Synopsis:
I decided that Orion Lake needed to die after the second time he saved my life.
Everyone loves Orion Lake. Everyone else, that is. Far as I’m concerned, he can keep his flashy combat magic to himself. I’m not joining his pack of adoring fans. I don’t need help surviving the Scholomance, even if they do. Forget the hordes of monsters and cursed artifacts, I’m probably the most dangerous thing in the place. Just give me a chance and I’ll level mountains and kill untold millions, make myself the dark queen of the world. At least, that’s what the world expects.
Most of the other students in here would be delighted if Orion killed me like one more evil thing that’s crawled out of the drains. Sometimes I think they want me to turn into the evil witch they assume I am. The school certainly does. But the Scholomance isn’t getting what it wants from me. And neither is Orion Lake. I may not be anyone’s idea of the shining hero, but I’m going to make it out of this place alive, and I’m not going to slaughter thousands to do it, either. Although I’m giving serious consideration to just one.

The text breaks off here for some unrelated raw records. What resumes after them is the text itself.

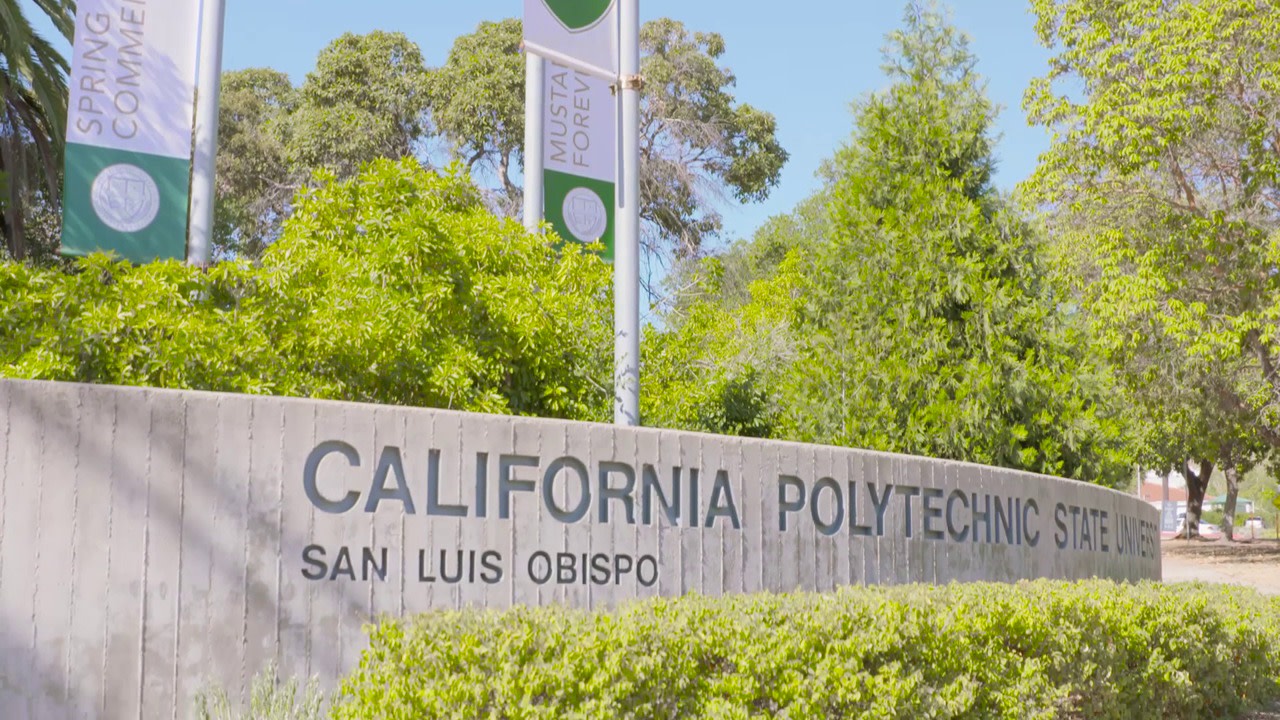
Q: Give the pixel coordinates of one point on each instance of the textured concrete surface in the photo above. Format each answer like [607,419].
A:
[152,542]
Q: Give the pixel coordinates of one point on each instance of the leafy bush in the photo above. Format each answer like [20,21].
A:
[269,700]
[396,287]
[1037,650]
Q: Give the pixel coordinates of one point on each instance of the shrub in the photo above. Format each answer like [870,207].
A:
[1037,650]
[269,700]
[396,287]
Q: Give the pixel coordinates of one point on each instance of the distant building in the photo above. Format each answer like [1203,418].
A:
[1219,504]
[1155,492]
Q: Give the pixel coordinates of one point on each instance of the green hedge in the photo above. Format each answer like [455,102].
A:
[1036,650]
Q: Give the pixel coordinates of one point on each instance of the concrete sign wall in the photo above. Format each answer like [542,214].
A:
[152,542]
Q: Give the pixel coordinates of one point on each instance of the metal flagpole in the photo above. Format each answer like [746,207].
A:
[626,256]
[208,90]
[535,82]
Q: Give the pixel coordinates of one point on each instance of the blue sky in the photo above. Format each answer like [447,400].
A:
[805,67]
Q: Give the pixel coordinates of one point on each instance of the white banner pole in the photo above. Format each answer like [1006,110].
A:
[626,264]
[535,96]
[208,91]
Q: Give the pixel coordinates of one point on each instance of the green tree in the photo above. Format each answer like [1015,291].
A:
[255,182]
[478,103]
[396,286]
[32,117]
[698,142]
[929,320]
[365,99]
[1162,190]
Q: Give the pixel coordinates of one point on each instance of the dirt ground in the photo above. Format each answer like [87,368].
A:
[1255,564]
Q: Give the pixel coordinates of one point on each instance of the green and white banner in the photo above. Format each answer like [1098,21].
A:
[128,128]
[580,33]
[580,133]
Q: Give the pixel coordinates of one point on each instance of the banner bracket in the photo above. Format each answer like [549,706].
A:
[627,82]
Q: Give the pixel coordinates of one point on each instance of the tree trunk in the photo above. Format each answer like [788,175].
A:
[1233,491]
[1197,482]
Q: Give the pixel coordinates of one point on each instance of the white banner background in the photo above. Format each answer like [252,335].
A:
[133,76]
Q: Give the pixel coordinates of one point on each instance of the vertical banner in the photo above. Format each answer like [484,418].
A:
[580,33]
[128,128]
[580,127]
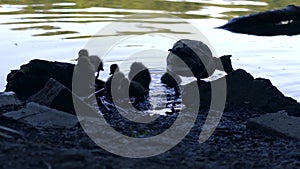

A Deadly Education left me with very mixed feelings. The opening line held so much promise. It offered conflict and an intriguing dichotomy right from the get-go. Such as, why would anyone want to kill the very person who’d saved their life? What more when they had saved them more than once? I wanted answers but didn’t feel like I got much by the end of the book. Is this one premise supposed to span across the entire series? Evidently, but the opening of the story arc for it didn’t turn out as solidly as I had hoped.
Needed More Plot Development
A lot of time was dedicated to describing the magic system and the set-up of the Scholomance school. Yet I still didn’t get a grasp of what mala and mana meant until I looked up a couple of book reviews. I caved and did that when I was already a fifth into the audiobook. Despite the lack of brevity, clarity was not a strong suit of the book. This brings me to the next point.
So much of the book was focussed on the intricacies of how things worked at the school that the characterisation remained fairly bare bones. There was telling about the outside world although there were no any actual events happening outside of the school. Then there was Galadriel’s (El’s) disdain towards Orion with little explanation beyond El was generally surly.
El started off as a social recluse who grudgingly made friends and connections along the way. I did enjoy that as part of exploring this anti-hero. However, I didn’t learn all that much about what the rest of the people were like beyond Orion.
That’s the other thing, I didn’t quite buy in to the romance. Even though it was hinted at throughout A Deadly Education, it was also nearly non-existent. No progressive development unfolded either as it came up more like jump cuts.
Flimsy Cultural Representation
I actually started out rating A Deadly Education 3 stars but after penning down more gripes than loves, I docked a star and settled on two. That was mostly because I realised that the cultural representation was not a redeeming factor. Sadly, it was even thinner than the characterisations. Sure, there were references but that was it.
See, at first I was heartened at the apparent inclusiveness of characters from various cultures. The more I read on though, the more I felt that these mentions didn’t make a difference to the book. For example, a Mandarin speaking girl who helped El with Mandarin spells could’ve been French for all it mattered. It would not have subtracted or added to the plot. That to me was a disappointment because the diversity had absolutely no nuance to it, including the Indian origins of El.
El was biracial of Welsh and Indian descent. While she did grow up without her father, and only had brief interactions with her Indian relatives, it was too easy to forget. While I didn’t expect a thorough examination of her biracial roots, it seemed weird to me that they were barely even an afterthought and merely statements of fact to her. Growing up biracial myself, that was jarring because identity always becomes a conversation at some point, whether I choose it or not.
There was also the mention that her largely Hindu relatives had djinn as servants. That threw me off because djinn aren’t part of Hindu but Muslim beliefs. It might seem nit-picky but given how little about non-white cultures was mentioned despite the diverse student body, I expected at least those details to match up.
The Good Stuff
I did enjoy the idea of a school where self-learning was key due to the absence of teachers. Alliances were a strategic necessity for students who wanted to graduate alive. There were different tracks, of which El specialised in languages. I liked that spells could be used for trade, and that there were options of using existing ones or creating one’s own.
The concepts in A Deadly Education piqued my interest enough to continue with the sequel, The Last Graduate. It’s slated for publication mid next year, so the wait’s not too long, which’s always a bonus with series. I do hope that since the world building already took up so much of the first book that the second book will delve a lot deeper into plot. I did enjoy the writing style after all, and it’s that which drew me into A Deadly Education despite my reservations.